Por Jon Lee Anderson
En Granada hay una calle estrecha que rebasa las arboladas rampas de la Alhambra y sube por una colina hasta el cementerio de la cumbre. La tierra de los alrededores es de un rojo subido y los olivos que motean las suaves terrazas son verdigrises y muy viejos. La tapia del cementerio, de ladrillo enyesado, es alta, larga y del mismo color que la tierra, y está coronada por tejas. Hay en todo una agradable simetría.

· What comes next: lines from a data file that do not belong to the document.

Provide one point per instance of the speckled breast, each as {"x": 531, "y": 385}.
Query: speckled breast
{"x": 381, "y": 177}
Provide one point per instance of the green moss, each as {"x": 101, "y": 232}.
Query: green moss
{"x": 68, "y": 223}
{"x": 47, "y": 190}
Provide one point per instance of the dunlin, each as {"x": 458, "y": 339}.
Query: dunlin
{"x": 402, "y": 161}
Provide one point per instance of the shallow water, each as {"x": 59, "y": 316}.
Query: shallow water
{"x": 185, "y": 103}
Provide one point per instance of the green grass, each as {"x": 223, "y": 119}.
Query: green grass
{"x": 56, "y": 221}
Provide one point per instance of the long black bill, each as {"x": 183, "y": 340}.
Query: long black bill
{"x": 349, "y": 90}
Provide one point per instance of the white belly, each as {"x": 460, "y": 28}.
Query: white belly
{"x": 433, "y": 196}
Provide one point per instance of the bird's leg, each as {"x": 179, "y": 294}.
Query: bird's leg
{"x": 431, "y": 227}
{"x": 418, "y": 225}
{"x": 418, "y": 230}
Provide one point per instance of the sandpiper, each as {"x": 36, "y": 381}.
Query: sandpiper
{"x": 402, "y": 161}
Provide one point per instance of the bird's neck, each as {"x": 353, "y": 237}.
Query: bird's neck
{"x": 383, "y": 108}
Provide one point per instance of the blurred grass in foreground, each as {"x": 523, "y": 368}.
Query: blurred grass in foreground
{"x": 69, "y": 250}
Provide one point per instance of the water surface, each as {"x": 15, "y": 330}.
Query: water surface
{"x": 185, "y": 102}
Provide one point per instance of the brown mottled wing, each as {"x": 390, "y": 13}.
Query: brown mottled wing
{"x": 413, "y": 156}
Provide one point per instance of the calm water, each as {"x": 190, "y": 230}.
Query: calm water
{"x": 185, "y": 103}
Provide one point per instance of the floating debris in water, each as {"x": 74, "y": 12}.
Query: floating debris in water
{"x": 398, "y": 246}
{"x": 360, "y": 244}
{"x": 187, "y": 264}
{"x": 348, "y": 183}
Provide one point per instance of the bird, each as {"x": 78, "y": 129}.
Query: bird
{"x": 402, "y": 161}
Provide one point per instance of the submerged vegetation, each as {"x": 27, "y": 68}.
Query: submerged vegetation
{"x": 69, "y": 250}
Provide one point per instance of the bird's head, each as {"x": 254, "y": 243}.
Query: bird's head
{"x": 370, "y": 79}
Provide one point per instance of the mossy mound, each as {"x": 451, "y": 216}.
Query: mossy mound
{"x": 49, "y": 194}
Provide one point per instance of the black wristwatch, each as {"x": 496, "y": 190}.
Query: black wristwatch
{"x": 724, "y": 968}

En la esquina de abajo por la izquierda de la tapia, en un tramo de unos seis metros de anchura, hay unos boquetes del tamaño de un huevo, impactos de proyectiles que dan fe de los fusilamientos que se perpetraron allí en el verano de 1936. Murieron más de mil personas, conducidas al cementerio por la noche en camiones descubiertos. Los turistas norteamericanos que se alojaban en las pensiones camino abajo hablaron después del horror de ser despertados antes del alba por los chirriantes cambios de marcha de los camiones que subían con su lúgubre cargamento, y minutos después por los inconfundibles estampidos de las descargas. Uno de los fusilados del cementerio fue el socialista Manuel Fernández-Montesinos, que acababa de ser elegido alcalde de Granada. Fue fusilado el 16 de agosto con otras doscientas treinta personas. Aquel mismo día detuvieron en la ciudad a su cuñado, el poeta Federico García Lorca, ya internacionalmente conocido. Dos días después fue asesinado en una ladera solitaria, en un barranco en las afueras de Alfacar, un pueblo situado a unos kilómetros de Granada.

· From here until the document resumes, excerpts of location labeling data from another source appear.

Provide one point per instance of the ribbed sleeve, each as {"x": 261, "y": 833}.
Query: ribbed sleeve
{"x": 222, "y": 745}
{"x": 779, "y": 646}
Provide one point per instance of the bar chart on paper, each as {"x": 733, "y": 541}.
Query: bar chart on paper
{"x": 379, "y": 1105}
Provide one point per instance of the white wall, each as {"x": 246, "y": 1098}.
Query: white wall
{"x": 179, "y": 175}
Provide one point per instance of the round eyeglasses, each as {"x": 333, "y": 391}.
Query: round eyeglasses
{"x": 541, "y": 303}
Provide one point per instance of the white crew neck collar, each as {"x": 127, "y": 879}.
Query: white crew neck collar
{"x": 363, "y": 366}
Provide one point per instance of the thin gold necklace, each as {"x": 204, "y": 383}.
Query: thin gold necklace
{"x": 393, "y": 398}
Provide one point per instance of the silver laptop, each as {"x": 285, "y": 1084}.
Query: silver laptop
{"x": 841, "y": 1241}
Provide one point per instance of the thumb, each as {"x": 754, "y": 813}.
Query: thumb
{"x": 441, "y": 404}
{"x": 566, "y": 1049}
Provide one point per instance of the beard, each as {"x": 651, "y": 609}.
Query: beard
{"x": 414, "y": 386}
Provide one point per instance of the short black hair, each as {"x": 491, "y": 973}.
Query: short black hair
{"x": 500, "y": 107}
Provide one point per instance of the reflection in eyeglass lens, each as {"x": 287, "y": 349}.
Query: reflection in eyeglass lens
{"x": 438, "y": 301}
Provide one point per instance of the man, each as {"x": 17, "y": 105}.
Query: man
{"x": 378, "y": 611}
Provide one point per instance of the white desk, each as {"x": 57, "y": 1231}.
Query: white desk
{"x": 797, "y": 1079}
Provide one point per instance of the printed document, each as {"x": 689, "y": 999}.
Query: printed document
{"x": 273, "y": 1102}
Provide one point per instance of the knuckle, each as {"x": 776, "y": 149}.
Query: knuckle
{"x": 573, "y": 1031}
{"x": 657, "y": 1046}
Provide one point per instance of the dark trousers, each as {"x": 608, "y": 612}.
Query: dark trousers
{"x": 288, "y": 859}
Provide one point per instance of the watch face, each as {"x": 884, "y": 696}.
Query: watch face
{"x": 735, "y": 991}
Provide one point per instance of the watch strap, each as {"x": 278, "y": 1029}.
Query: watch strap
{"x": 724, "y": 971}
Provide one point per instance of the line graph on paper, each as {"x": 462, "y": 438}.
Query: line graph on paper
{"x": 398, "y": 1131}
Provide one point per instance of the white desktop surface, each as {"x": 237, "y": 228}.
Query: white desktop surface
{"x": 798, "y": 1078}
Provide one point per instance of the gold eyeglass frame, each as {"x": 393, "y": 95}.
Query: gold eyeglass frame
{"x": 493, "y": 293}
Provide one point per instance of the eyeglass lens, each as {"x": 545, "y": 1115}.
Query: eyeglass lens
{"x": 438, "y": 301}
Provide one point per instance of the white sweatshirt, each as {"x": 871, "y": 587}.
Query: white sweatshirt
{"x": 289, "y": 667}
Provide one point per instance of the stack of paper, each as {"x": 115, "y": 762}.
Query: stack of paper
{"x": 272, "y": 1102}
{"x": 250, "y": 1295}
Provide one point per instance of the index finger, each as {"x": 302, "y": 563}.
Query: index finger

Estuvieron entre las primeras víctimas de una purga salvaje que empezó con la toma de Granada, el 20 de julio, por un grupo de conspiradores militares y falangistas que se habían unido a la rebelión militar iniciada dos días antes contra el gobierno frentepopulista de la República. El jefe de la sublevación era un general de cuarenta y cuatro años llamado Francisco Franco. Franco no tardó en convertir el movimiento fascista español, Falange Española, en su vehículo político, y buscó y recibió ayuda militar de Hitler y Mussolini. En los tres años que duró la guerra civil murió más de medio millón de españoles. Vencida la República en abril de 1939, Franco se proclamó Caudillo de España e instituyó una dictadura que duró treinta y seis años, hasta que murió, en 1975.
Una tarde de invierno que fui al viejo paredón del cementerio de Granada, el lugar estaba desierto y solo vi un ramo de rosas que se marchitaban al pie de la tapia, debajo de una constelación de impactos de bala. Los impactos estaban aproximadamente a la altura de la ingle de un hombre erguido. Así se lo dije a mi acompañante, Juan Antonio Díaz, profesor de filología inglesa y alemana en la Universidad de Granada. Observó la tapia y respondió con naturalidad: «No si estás de rodillas. Te alcanzarían a la altura de la cabeza. -Un momento después lanzó una maldición-. Han quitado la placa. Sabía que la quitarían.» Señaló un espacio descolorido en la tapia. Me contó que el verano anterior, él y otros miembros de la Asociación Granadina para la Recuperación de la Memoria Histórica habían celebrado una ceremonia para honrar a las víctimas de aquellos pelotones de fusilamiento y habían dejado una placa que decía: «A las víctimas del franquismo que fueron fusiladas en esta tapia por defender la legalidad democrática de la República». Sin la placa, no había nada que sugiriese que allí había tenido lugar un suceso trágico.
A unos metros habían garabateado un grafito con aerosol: «Melo estuvo aquí y ha vuelto».
Más allá del cementerio se veían los picos de Sierra Nevada. Estaban cubiertos de nieve reciente, teñida de rosa por la moribunda luz del día.
*Incluida en El dictador, los demonios y otras crónicas.